Азиатский комитет, подобно существующему при Калмыцком наместнике, положил учредить такового ж пристава и в Меньшую Киргиз-кайсацкую Орду, дабы, находясь при хане Ширгазы Айчувакове и пользуясь малой воинской командой, приводил он в исполнение повеления высшего начальства. В рескрипте министру финансов, где собственною его императорского величества рукою было выведено «Александр», поведено было отправляющемуся туда ротмистру Корсакову, сверх жалованья по чину и пенсиона за шестнадцать компаний, им получаемому, производить из Государственного казначейства столовых по пятидесяти рублей серебром на месяц и выдать на подъем, не в зачет, годовой оклад сих кормовых денег.
Ротмистром Корсаков был принят из отставки, весьма краткой. А вообще-то Павел Корсаков был морским офицером. Одиннадцатилетним мальчиком поступил он в Морской кадетский корпус. В январе 1812 года получил чин лейтенанта. Имел за собою тридцать одну мужскую душу в Олонецкой и Новогородской губерниях. Приходилось служить. Служба кинула его в новое море, брызги которого забили ему глаза уже прежде, чем он подобрался к Оренбургской линии.
Цель назначения Вашего есть:
1. Иметь ближайшее наблюдение за всеми происшествиями, случающимися в Орде.
2. Служить верным исполнителем распоряжений, какие Пограничная Комиссия признает за нужное поручить Вам.

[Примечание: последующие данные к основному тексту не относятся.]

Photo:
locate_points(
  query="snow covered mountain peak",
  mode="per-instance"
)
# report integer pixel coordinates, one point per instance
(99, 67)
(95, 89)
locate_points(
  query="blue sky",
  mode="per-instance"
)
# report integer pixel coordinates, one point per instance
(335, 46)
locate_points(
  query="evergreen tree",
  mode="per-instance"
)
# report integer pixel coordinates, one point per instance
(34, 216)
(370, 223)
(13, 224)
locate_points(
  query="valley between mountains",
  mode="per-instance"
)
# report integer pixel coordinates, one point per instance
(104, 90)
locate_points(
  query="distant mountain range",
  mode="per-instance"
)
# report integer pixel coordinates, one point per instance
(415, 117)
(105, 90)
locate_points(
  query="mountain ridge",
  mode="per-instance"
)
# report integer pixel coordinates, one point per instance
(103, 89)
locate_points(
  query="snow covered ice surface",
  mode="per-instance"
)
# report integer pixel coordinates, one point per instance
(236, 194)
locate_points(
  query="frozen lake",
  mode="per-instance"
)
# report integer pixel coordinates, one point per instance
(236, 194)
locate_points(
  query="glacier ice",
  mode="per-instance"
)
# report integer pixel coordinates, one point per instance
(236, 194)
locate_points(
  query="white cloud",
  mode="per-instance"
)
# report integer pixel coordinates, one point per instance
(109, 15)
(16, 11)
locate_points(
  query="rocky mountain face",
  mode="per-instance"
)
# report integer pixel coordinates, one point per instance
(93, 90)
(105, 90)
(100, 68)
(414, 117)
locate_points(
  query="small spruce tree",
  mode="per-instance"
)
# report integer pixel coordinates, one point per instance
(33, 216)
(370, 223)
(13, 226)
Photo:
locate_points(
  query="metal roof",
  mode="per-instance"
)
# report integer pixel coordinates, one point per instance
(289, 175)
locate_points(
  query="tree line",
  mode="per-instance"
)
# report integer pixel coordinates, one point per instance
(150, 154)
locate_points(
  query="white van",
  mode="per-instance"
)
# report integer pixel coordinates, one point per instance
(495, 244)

3. Стараться придать более веса и силы достоинству хана в подвластном ему народе.
4. Охранять самое лицо сего Владельца способами, кои предоставлены Вам будут.
5. Председательствовать где следует по делам Орды, если обстоятельства сего потребуют.
Таким образом будете Вы бдительным оком Главного Пограничного начальства, проводником его действий, опорою власти хана и ходатаем за народ киргизский.
Министерство иностранных дел возложило на Оренбургскую Пограничную Комиссию дать Корсакову некоторые правила или наставления в будущих занятиях по новому званию. Павел Корсаков еще ехал к Оренбургу, а в Пограничной Комиссии уже приступили к сбору сведений о степи.
В Рассыпную Корсаков въехал под вечер. Пыльная ее улица, со слепыми избами, чьи окна, словно боясь постороннего взгляда, отвернуты в глубь двора, разочаровала своей безмятежностью: мычало возвращающееся с лугов стадо, казачки застывали перед воротами, выискивая своих. Переговаривались соседки, суетились босоногие мальчуганы. Щелкал кнут. Сейчас хозяйки разойдутся на дойку, и все погрузится в замирающую скуку. Словом, та же Россия.
Отыскать крепостное начальство не составило труда.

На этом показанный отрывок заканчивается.